Hi,
we are using commercial EPM an if you are check the list of Cisco devices, they are all outdated. All without TLS 1.2 support, means no use with secure PJSIP in FreePBX with this devices too.
There are no new IP Phones 7811-7861, or 8811-8865.
Is it planed to extend Cisco devices? Or how can I do it manually?
P.S. Yes, I can manually register and configure the new Cisco devices, but this is not comfy, especially if you used to manage all with EPM.
Why so?
EndPoinManager modul is not from Cisco isn`t?
As I see, who made the EPM can add xml templates, pictures with devices and let it to configure with EPM, this is not so complicate for programer.
Or there is licence thing from cisco for this?
PJSIP und TLS with recommended security TLS 1.2 for outdated Cisco devices(they can only TLS 1.1 or ssl23) not possible, only with PJSIP und TLS 1.1 or ssl23, and this is not that should used.
Yes they are but that doesn’t mean that business needs/requirements are. Anything less than TLS 1.2 is opening yourself for vulnerabilities. Using TLS 1.0 or lower (SSLv2/v3) is considered a big no no as they are full of vulnerabilities and TLS 1.1, while the lowest you can be right now for PCI DSS compliance, has known vulnerabilities as well (just less than its predecessors). The current standard is TLS 1.2 and the drive is now to TLS 1.3, which was approved last year.
So I guess it boils down to a question of how you really want to implement your security. Are you really implementing a secure solution using protocols that have known vulnerabilities that can be exploited and thus make you less secure at the end of the day?
Because Cisco would need to become a certified partner for them to include those new models. It’s why none of the current Poly VVX series (non-Obi and Obi based) are not in the EPM, they aren’t a certified partner.
If you look at the Supported Devices list you’ll see that Cisco Enterprise phones (the majority) are not only list as No for being Certified but they are also listed as Not Tested.
Right now the only Certified devices belong to H-Tek, VTech, Snom, Grandstream (handful of models) and Yealink. Everything else (non-Digium/Sangoma) is considered not certified and thus new models are not added to the EPM.

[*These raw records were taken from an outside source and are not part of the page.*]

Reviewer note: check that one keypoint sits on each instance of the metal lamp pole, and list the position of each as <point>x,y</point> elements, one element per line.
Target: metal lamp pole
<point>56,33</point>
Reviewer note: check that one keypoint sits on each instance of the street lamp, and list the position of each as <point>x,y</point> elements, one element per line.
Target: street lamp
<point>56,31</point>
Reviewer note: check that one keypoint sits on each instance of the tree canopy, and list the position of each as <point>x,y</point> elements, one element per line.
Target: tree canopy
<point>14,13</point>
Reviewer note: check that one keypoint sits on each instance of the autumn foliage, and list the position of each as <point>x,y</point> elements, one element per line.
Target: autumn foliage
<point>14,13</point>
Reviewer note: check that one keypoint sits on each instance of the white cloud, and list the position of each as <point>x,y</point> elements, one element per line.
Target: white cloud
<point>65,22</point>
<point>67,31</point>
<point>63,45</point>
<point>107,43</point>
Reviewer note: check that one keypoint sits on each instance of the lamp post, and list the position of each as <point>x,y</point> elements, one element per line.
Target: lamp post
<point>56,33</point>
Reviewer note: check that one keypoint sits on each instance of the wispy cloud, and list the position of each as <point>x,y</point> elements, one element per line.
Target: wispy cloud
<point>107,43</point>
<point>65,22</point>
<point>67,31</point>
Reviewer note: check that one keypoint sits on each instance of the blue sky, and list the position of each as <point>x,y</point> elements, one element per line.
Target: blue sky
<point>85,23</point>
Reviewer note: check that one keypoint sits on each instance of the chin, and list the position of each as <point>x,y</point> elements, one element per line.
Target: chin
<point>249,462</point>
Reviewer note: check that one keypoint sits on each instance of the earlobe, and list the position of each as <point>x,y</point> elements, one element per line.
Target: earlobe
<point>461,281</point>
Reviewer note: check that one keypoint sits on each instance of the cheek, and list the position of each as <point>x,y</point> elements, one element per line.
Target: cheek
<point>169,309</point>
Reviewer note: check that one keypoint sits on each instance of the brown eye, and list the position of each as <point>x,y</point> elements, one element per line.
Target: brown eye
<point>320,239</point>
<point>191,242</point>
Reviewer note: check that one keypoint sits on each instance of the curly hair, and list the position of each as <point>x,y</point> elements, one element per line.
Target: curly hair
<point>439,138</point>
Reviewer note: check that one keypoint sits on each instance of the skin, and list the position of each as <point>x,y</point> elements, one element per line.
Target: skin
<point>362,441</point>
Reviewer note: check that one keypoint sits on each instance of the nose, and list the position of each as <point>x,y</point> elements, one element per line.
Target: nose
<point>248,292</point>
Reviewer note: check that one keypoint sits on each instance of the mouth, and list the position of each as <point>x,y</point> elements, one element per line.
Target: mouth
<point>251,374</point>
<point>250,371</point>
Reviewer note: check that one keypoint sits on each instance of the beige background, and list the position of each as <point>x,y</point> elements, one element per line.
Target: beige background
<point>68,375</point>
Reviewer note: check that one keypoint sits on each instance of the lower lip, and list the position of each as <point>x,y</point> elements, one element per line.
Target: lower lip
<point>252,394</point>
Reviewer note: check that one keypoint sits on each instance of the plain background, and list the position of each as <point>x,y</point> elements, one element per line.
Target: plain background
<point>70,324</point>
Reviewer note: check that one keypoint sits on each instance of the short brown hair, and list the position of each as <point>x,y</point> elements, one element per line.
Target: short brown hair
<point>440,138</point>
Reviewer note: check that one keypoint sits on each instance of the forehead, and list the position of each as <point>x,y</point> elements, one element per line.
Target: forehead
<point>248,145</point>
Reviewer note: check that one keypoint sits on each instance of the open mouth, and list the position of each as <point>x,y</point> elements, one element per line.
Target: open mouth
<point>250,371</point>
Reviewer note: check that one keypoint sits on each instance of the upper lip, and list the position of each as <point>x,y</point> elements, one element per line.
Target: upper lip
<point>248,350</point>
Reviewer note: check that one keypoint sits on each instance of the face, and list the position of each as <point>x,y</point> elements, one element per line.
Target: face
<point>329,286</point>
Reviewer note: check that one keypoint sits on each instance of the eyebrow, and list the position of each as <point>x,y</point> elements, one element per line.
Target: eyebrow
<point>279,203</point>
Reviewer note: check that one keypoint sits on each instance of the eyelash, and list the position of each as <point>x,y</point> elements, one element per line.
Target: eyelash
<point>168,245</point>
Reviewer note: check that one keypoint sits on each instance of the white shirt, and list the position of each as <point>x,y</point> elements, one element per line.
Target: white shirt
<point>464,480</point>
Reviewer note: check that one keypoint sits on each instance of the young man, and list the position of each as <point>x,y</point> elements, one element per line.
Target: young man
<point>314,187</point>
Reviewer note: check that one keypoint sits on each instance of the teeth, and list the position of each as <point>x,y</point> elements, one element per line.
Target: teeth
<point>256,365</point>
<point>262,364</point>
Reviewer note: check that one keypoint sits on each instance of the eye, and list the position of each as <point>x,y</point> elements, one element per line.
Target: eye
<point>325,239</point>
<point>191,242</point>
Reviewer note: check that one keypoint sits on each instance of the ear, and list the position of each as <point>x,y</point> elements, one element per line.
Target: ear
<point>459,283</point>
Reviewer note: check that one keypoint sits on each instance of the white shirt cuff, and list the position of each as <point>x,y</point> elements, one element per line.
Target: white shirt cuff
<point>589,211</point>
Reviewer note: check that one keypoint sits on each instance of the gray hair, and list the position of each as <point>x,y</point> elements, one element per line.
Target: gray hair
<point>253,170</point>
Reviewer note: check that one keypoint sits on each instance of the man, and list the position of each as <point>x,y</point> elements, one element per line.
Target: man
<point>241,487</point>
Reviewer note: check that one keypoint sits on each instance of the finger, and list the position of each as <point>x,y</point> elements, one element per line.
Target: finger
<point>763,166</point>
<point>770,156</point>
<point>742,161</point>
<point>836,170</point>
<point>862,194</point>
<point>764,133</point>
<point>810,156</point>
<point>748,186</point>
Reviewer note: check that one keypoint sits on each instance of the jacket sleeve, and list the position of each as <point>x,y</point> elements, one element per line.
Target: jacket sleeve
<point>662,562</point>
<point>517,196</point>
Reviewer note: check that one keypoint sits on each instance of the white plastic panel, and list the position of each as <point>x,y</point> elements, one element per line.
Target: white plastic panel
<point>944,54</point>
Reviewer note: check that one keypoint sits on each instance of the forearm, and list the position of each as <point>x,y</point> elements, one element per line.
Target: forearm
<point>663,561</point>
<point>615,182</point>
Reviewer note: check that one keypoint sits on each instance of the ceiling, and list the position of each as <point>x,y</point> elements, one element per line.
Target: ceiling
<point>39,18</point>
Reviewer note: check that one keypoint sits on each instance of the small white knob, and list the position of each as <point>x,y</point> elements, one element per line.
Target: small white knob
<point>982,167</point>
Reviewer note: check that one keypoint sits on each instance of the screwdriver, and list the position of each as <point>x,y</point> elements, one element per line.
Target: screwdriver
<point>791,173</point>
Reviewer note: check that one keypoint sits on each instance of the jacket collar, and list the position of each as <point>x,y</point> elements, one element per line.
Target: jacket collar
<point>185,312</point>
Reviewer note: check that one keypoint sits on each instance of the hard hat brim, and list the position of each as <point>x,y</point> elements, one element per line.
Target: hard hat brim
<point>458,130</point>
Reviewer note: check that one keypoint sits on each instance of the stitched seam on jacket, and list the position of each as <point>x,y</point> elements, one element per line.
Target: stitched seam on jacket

This is part of the reason I stopped using it. The lack of support for some of the biggest players in the IP Phone market of their more current models.
I would, if I reviewed the vulnerabilities and determined that they did not pose a specific risk to my situation. (If my situation allowed me to upgrade all units to new units with the latest security protocols, I would do that.) But I understand you have a different opinion, as you have argued with me about it before. I’m simply letting the OP know his options, as it seemed he was not aware that PJSIP TLS settings could be adjusted from TLSv1.2.